Writing Experiment Rerun: gemma3:1b at 82.0% Fair+Good

This post is a follow-up to the earlier baseline write-up:

Writing Experiment: gemma3:1b vs qwen3:1.7b Quality Mix

The goal here is practical drafting throughput. I want to know whether gemma3:1b can produce a usable next sentence often enough to keep momentum when writing scene-by-scene.

Run summary

Run timestamp: February 25, 2026 (2026-02-25T02:27:32.328Z)
Model: gemma3:1b
Scope: 50 story cases, 2 samples per case (100 total outputs)
Main goal: maximize usable continuations (fair + good) for next-sentence drafting

Data

writing-experiment-2026-02-25T02-27-32-328Z.json

Main result: Fair+Good ratio

Quality Distribution (Rerun)

Quality	Count	Percent
Good	5 / 100	5.0%
Fair	77 / 100	77.0%
Bad	18 / 100	18.0%
Incoherent	0 / 100	0.0%
Fair + Good	82 / 100	82.0%

Primary decision metric in this rerun is Fair + Good (usable continuation sentence).

The decision threshold for this run is simple: if a generated sentence is fair or good, it is usable in draft flow.
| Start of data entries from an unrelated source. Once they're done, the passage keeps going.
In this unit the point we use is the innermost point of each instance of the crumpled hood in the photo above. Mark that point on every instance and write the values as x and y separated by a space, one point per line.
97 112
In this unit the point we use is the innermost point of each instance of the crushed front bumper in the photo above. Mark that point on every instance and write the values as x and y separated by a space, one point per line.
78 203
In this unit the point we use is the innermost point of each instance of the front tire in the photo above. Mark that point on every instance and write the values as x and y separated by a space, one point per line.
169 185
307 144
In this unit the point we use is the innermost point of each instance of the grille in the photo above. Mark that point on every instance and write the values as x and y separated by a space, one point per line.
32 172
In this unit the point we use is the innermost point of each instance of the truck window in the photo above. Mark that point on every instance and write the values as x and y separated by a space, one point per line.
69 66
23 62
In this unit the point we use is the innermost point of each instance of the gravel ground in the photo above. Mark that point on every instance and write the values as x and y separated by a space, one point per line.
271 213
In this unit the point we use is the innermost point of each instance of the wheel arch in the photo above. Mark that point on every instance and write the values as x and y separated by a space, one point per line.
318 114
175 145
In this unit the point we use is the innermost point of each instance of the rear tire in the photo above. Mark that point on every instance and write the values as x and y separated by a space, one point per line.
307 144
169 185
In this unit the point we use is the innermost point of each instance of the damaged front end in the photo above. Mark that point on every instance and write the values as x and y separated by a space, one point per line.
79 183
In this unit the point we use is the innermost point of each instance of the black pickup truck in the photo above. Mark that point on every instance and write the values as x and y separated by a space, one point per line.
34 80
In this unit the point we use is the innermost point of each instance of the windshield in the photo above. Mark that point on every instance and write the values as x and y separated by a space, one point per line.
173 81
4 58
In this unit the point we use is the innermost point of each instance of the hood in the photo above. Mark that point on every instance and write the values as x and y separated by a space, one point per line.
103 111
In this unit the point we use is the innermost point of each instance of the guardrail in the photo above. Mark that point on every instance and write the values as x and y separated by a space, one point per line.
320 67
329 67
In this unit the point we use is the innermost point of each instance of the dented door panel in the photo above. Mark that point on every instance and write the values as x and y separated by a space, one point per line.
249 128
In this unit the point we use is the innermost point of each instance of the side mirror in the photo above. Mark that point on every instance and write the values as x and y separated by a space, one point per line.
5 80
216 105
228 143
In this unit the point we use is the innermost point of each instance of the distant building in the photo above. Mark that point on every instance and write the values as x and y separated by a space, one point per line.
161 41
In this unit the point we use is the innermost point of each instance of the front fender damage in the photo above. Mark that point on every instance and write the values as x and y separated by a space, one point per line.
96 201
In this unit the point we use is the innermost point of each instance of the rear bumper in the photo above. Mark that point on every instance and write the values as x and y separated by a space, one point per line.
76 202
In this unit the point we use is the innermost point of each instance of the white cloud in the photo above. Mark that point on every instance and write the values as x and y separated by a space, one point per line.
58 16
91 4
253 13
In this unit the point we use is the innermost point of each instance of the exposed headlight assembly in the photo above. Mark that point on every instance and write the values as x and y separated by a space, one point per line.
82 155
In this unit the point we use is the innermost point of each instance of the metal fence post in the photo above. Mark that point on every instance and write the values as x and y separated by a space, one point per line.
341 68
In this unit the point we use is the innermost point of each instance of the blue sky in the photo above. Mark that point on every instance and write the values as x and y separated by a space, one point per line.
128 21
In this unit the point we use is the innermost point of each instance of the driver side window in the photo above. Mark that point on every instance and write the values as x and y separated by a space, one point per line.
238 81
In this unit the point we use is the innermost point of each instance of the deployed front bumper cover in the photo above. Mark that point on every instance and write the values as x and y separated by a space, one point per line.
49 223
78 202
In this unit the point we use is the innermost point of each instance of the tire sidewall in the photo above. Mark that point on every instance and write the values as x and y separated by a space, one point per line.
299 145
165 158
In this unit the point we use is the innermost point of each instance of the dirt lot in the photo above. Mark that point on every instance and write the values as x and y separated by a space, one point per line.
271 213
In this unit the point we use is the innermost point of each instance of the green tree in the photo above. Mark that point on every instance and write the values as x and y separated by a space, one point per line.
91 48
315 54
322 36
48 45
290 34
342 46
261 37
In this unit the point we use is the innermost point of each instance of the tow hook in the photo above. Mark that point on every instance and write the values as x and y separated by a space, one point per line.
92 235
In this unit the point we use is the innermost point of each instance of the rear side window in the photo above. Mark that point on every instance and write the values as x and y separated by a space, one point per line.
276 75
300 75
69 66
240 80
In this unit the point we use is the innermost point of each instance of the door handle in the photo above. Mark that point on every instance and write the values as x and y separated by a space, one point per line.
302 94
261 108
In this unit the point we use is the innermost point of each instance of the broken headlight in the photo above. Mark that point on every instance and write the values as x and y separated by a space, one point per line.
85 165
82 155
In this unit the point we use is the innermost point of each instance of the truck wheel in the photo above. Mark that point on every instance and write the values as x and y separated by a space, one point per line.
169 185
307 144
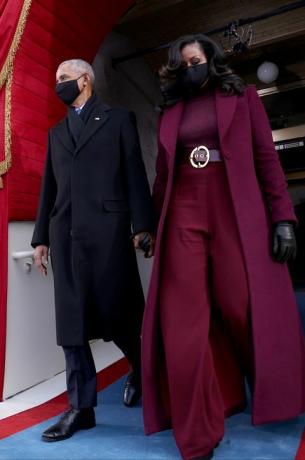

On that measure, this rerun lands at 82.0% usable.

Compared with the previous gemma3:1b run

Baseline vs Rerun

Run	Model	Good + Fair	Bad	One-Sentence Violations	One-Sentence Compliant
2026-02-23 baseline	gemma3:1b	7 / 24 (29.2%)	17 / 24 (70.8%)	15 / 24 (62.5%)	9 / 24 (37.5%)
2026-02-25 rerun	gemma3:1b	82 / 100 (82.0%)	18 / 100 (18.0%)	0 / 100 (0.0%)	100 / 100 (100.0%)

Baseline is from the previous post and uses a smaller set; the prompt setup and scoring rubric were updated in this rerun.

Visual quality mix comparison (old first-sentence vs this rerun)

This chart compares:

Old run: 2026-02-23 gemma3:1b first-sentence quality mix
This run: 2026-02-25 gemma3:1b rerun quality mix

2026-02-23 (first sentence)

Good: 7 / 24 (29.2%)
Fair: 9 / 24 (37.5%)
Bad: 8 / 24 (33.3%)

2026-02-25 rerun

Good: 5 / 100 (5.0%)
Fair: 77 / 100 (77.0%)
Bad: 18 / 100 (18.0%)

Legend

Good = definitely should be used in the story Fair = could be used in the story Bad = definitely should not be used in the story

The baseline reference is the post linked above. This rerun expands the test suite and updates scoring, so the comparison is directional, not perfectly apples-to-apples. The deltas are still large enough to be meaningful for workflow planning:

fair+good: 29.2% -> 82.0% (+52.8 points)
bad: 70.8% -> 18.0% (-52.8 points)
one-sentence violations: 62.5% -> 0.0% (-62.5 points)
one-sentence compliance: 37.5% -> 100.0% (+62.5 points)

Case-level reliability (2 shots per scene)

Case-Level Usability

Case-Level Outcome (2 samples per case)	Count	Percent
At least 1 Fair/Good sentence	44 / 50	88.0%
Both sentences Fair/Good	38 / 50	76.0%
Exactly 1 Fair/Good sentence	6 / 50	12.0%
No usable sentence (both bad)	6 / 50	12.0%

This is the practical reliability view for writing flow when generating two options per scene.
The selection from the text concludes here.